O grande chefe diz que nos reservará um lugar onde possamos viver
satisfeitos.
Ele será nosso pai e nós seremos seus filhos.
Portanto vamos considerar sua oferta de comprar nossa terra. Mas isso não
será fácil.
Esta terra é sagrada para nós.
Essa água brilhante que escorre nos riachos e rios não é apenas água, mas o
sangue de nossos antepassados.
Se lhes vendermos essa terra, vocês devem lembrar-se de que ela á sagrada, e
devem ensinar às suas crianças que ela é sagrada e cada reflexo nas águas
límpidas dos lagos fala de acontecimentos e lembranças da vida do meu povo.
O murmúrio das águas é a voz de meus ancestrais.
Os rios são nossos irmãos, saciam nossa sede.
Os rios carregam nossas canoas e alimentam nossas crianças.
Se lhes vendermos nossa terra, vocês devem lembrar e ensinar a seus filhos
que os rios são nossos irmãos, e seus também.
E, portanto, vocês devem dar aos rios a bondade que dedicariam a qualquer
irmão.
Sabemos que o homem branco não compreende nossos costumes.

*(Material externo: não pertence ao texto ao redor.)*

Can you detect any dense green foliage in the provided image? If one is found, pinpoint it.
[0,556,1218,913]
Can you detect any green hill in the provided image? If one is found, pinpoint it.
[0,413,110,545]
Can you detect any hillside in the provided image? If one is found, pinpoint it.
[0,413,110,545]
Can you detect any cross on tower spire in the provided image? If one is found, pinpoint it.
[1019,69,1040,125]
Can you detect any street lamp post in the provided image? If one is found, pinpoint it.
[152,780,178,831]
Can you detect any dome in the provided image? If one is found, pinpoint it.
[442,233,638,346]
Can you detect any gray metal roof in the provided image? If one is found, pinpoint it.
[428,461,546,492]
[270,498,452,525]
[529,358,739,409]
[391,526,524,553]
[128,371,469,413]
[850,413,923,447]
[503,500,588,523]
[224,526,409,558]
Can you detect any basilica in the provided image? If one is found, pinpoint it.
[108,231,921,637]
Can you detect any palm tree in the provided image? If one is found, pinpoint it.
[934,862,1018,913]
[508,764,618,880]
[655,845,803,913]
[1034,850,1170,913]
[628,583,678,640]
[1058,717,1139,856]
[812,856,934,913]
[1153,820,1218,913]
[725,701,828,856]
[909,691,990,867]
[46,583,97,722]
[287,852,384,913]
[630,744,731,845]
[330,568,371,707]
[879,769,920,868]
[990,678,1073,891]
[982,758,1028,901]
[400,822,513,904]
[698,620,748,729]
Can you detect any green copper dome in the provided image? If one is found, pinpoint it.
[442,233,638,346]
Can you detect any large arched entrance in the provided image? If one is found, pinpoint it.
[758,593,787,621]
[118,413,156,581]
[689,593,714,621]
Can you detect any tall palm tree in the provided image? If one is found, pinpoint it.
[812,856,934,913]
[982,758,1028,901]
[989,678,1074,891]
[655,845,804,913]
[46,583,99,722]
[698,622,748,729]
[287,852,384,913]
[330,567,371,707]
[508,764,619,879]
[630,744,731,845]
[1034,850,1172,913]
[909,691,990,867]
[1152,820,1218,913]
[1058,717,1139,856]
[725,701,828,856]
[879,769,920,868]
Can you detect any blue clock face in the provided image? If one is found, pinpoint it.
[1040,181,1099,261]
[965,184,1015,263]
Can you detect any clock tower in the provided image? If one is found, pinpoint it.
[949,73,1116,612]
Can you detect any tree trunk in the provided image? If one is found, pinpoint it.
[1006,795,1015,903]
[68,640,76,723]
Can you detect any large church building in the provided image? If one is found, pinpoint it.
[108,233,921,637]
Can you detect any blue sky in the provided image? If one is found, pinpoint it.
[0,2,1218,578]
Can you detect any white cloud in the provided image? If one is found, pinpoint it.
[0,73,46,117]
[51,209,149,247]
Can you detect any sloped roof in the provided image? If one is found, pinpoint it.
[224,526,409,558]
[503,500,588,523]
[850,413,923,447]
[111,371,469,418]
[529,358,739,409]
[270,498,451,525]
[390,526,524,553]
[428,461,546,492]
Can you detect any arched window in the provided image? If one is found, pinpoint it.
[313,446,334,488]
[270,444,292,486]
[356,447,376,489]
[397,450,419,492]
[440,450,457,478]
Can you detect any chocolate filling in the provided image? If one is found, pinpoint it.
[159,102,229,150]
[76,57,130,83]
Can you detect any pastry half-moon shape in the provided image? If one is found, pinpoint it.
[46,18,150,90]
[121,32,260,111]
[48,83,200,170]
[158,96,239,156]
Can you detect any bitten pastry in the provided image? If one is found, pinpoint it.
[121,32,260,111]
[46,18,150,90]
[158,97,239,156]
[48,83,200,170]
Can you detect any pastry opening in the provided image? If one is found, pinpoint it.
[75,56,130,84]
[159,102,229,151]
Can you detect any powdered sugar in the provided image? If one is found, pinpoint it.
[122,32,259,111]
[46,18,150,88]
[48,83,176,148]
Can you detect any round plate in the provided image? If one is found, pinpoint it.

Uma porção de terra, para ele, tem o mesmo significado que qualquer outra,
pois é um forasteiro que vem a noite e extrai da terra aquilo de que
necessita.
A terra não é sua irmã, mas sua inimiga, e quando ele a conquista, prossegue
seu caminho. Deixa para trás os túmulos de seus antepassados e não se
incomoda. Rapta da terra aquilo que seria de seus filhos e não se importa.
A sepultura de seu pai e os direitos de seus filhos são esquecidos.
Trata sua mãe, a terra, e seu irmão, o céu, como coisas que possam ser
compradas, saqueadas, vendidas como carneiros ou enfeites coloridos.
Seu apetite devorará a terra, deixando somente um deserto. Eu não sei,
nossos costumes são diferentes dos seus.
A visão de suas cidades fere os olhos do homem vermelho. Talvez seja porque
o homem vermelho é um selvagem e não compreenda.
Não há um lugar quieto nas cidades do homem branco.
Nenhum lugar onde se possa ouvir o desabrochar das folhas na primavera ou o
bater das asas de um inseto. Mas talvez seja porque eu sou um selvagem e não
compreendo.
O ruído parece somente insultar os ouvidos.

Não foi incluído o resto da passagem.